1. When learning environment-dependent phoneme hidden Markov models, environment-independent phoneme hidden Markov models prepared in advance are connected and any one of a word, a sentence or a sentence is connected. A learning process for constructing a Hidden Markov model and learning any one hidden Markov model, and a decomposition process for decomposing the learning result into an environment-dependent phoneme hidden Markov model after the learning process; The decomposed environment-dependent phoneme hidden Markov
The environment-dependent phoneme hidden by repeating the learning process, the decomposition process, and the connecting process using the connecting process of reconnecting the model and creating the hidden Markov model of any one of a word, a clause or a sentence -In the learning method of hidden Markov models for learning Markov models, counting the number of learning samples used for learning the environment-dependent phoneme hidden Markov models, and if the number of learning samples is insufficient Only when judged, the parameters of the environment-dependent phoneme hidden Markov model finally decomposed in the repetition and the parameters of the environment-independent phoneme hidden Markov model corresponding to the parameters are the learning sample Calculate the weighted averaged parameter with the weighting factor according to the number, and the environment finally decomposed in the repetition It exists type phoneme Hidden-substitute the parameter Markov model parameters the calculated learning method of hidden Markov models, characterized by learning the environment-dependent phoneme Hidden Markov Model.

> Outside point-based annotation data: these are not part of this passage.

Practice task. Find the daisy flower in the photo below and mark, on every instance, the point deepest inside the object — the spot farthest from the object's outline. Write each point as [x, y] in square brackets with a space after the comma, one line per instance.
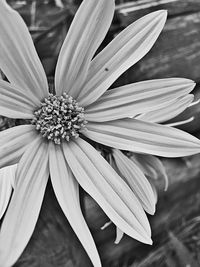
[55, 141]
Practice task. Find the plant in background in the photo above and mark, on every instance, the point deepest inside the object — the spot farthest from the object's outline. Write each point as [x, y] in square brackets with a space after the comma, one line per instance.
[55, 139]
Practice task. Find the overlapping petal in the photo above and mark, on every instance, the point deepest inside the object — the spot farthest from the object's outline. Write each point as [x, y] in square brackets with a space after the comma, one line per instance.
[21, 217]
[124, 51]
[135, 178]
[137, 98]
[151, 166]
[171, 110]
[66, 189]
[139, 136]
[98, 178]
[18, 58]
[7, 177]
[86, 33]
[14, 102]
[13, 143]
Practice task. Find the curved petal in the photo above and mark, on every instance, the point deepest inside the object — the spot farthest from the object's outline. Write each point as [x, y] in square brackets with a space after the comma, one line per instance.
[66, 190]
[13, 143]
[86, 33]
[168, 112]
[7, 177]
[124, 51]
[119, 235]
[133, 99]
[114, 196]
[135, 178]
[14, 102]
[151, 166]
[143, 137]
[18, 58]
[23, 211]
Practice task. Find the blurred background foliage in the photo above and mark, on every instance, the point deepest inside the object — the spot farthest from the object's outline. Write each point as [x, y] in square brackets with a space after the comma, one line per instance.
[177, 223]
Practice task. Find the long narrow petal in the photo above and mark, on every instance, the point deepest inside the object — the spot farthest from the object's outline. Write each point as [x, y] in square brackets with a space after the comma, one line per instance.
[143, 137]
[135, 178]
[18, 58]
[66, 190]
[168, 112]
[86, 33]
[137, 98]
[14, 102]
[23, 211]
[151, 166]
[13, 143]
[124, 51]
[7, 177]
[115, 197]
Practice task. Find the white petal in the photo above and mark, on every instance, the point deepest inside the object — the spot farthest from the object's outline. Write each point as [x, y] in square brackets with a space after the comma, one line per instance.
[18, 58]
[66, 190]
[133, 99]
[7, 177]
[14, 102]
[86, 33]
[13, 143]
[135, 178]
[171, 110]
[124, 51]
[151, 166]
[119, 235]
[143, 137]
[23, 211]
[98, 178]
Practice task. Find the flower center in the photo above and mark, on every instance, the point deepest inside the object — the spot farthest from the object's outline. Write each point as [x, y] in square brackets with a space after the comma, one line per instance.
[59, 118]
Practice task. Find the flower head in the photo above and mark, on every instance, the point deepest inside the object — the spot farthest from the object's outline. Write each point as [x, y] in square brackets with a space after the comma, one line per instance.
[54, 142]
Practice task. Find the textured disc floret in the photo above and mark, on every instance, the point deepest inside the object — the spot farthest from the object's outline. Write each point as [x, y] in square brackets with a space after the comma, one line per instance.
[59, 118]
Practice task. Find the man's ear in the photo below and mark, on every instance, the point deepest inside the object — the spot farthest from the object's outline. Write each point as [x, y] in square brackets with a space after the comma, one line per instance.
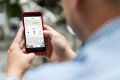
[77, 4]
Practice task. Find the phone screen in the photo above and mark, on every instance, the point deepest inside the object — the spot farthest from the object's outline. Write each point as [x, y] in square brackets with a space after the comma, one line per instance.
[34, 32]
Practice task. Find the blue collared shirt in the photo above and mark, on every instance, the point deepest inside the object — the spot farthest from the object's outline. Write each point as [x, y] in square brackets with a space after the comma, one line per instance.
[99, 59]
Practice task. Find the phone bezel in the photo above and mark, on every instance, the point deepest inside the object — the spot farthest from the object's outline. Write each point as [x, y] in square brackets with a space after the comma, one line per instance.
[39, 50]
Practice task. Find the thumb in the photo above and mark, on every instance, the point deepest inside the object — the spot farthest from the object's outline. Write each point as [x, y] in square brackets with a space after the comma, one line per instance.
[31, 56]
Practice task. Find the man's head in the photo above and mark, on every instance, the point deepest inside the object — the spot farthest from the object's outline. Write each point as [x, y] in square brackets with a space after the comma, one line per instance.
[85, 16]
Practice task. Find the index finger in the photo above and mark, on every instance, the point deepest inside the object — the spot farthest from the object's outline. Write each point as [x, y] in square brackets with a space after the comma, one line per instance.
[46, 27]
[19, 35]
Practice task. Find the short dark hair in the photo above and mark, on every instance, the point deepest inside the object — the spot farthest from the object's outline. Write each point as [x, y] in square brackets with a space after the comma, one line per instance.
[113, 2]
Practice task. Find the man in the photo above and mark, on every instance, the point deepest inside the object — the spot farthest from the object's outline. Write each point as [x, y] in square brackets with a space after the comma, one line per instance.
[97, 23]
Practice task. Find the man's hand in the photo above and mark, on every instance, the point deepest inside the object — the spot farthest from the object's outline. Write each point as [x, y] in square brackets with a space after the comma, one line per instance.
[60, 45]
[18, 62]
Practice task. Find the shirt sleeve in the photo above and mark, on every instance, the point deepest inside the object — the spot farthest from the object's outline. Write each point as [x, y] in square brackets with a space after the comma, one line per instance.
[64, 71]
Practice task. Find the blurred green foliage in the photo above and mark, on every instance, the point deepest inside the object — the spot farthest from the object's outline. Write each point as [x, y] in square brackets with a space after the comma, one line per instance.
[13, 10]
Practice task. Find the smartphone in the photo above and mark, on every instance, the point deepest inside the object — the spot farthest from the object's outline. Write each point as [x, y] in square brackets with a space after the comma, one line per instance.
[33, 33]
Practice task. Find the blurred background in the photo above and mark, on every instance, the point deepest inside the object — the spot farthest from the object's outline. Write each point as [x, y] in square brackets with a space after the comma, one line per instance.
[10, 21]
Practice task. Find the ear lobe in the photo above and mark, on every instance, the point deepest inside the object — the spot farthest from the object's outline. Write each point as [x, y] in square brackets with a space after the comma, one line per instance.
[77, 4]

2. When learning environment-dependent phoneme hidden Markov models, environment-independent phoneme hidden Markov models prepared in advance are connected to form any one of words, phrases or sentences. A learning process for constructing a Hidden Markov model and learning any one hidden Markov model, and a decomposition process for decomposing the learning result into an environment-dependent phoneme hidden Markov model after the learning process; The decomposed environment-dependent phoneme hidden Markov
The environment-dependent phoneme hidden by repeating the learning process, the decomposition process, and the connecting process using the connecting process of reconnecting the model and creating the hidden Markov model of any one of a word, a clause or a sentence -In the learning method of hidden Markov models for learning Markov models, counting the number of learning samples used for learning the environment-dependent phoneme hidden Markov models, and if the number of learning samples is insufficient Only when it is judged that the parameters of the environment-dependent phoneme hidden Markov model finally decomposed in the repetition and the parameters of the one-sided environment-dependent phoneme hidden Markov model prepared in advance corresponding to the parameters And calculating a weighted average of weighting factors according to the number of learning samples, and It has been replaced by the parameters of the environment-dependent phoneme Hidden Markov model parameters the calculated learning method of hidden Markov models, characterized by learning the environment-dependent phoneme Hidden Markov Model decomposed.